Pire encore, selon les rapports, l’exécution de la loi de Finances 2022 a conduit à un déficit budgétaire abyssal de plus de 3 000 milliards de F CFA, tandis qu’une somme excédentaire d’environ 3 023 milliards de F CFA est restée inutilisée. Un gouffre financier pour un pays dont les citoyens continuent de souffrir des effets de la pauvreté et du chômage.
Des scandales passés sous silence : De la gestion opaque aux détournements massifs
Cette série de scandales ne fait que s’ajouter à une longue liste de malversations financières qui ont émaillé les années de gouvernance d’Alassane Ouattara.
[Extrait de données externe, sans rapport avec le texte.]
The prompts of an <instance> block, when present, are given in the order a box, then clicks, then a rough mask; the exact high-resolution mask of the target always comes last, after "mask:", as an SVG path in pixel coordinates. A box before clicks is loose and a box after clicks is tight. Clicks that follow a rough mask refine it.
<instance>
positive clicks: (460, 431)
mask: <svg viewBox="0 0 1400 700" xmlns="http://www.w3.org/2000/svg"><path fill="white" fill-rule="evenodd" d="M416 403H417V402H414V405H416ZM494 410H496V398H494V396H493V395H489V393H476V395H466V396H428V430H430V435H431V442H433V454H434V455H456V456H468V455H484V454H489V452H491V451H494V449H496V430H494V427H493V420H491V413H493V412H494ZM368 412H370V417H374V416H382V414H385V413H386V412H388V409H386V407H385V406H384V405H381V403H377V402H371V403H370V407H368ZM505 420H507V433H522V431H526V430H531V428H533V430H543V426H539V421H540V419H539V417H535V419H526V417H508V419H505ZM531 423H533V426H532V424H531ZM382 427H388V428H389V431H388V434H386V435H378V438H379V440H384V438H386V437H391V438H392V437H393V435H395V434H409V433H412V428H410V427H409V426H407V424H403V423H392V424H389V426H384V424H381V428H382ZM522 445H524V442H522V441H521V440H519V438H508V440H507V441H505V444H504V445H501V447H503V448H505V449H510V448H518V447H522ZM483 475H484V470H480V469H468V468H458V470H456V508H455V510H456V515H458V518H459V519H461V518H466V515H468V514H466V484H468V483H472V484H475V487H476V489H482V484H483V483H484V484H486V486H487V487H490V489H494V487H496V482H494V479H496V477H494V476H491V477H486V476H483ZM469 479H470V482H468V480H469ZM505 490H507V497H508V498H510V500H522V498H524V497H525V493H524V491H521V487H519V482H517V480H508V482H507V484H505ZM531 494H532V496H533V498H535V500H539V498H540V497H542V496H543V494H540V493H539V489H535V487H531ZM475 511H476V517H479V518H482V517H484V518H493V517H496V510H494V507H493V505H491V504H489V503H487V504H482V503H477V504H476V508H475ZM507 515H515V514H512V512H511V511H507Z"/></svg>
En 2013, il y eut l’affaire des attributions de marchés illicites lors de la réhabilitation des universités, notamment l’Université de Cocody, où les coûts avaient été gonflés à plus de 110 milliards de F CFA. Puis en 2015, ce fut l’histoire des primes impayées des joueurs de l’équipe nationale de football, les Éléphants, après leur victoire à la Coupe d’Afrique des Nations (CAN), un différend qui aurait porté sur 720 millions de F CFA.
Les scandales se sont poursuivis avec le détournement de plus de 400 milliards de F CFA dans le Programme présidentiel d’urgence (PPU), une affaire qui a conduit à l’arrêt du programme par la Banque mondiale. La filière café-cacao, elle aussi, n’a pas échappé aux dérives financières, avec plus de 500 milliards de F CFA portés disparus. Et que dire de l’affaire GESTOCI, où 1000 milliards de F CFA ont été détournés, ou encore de la gestion de la construction du métro d’Abidjan, dont le budget a explosé de 300 à 912 milliards de F CFA sans justification claire.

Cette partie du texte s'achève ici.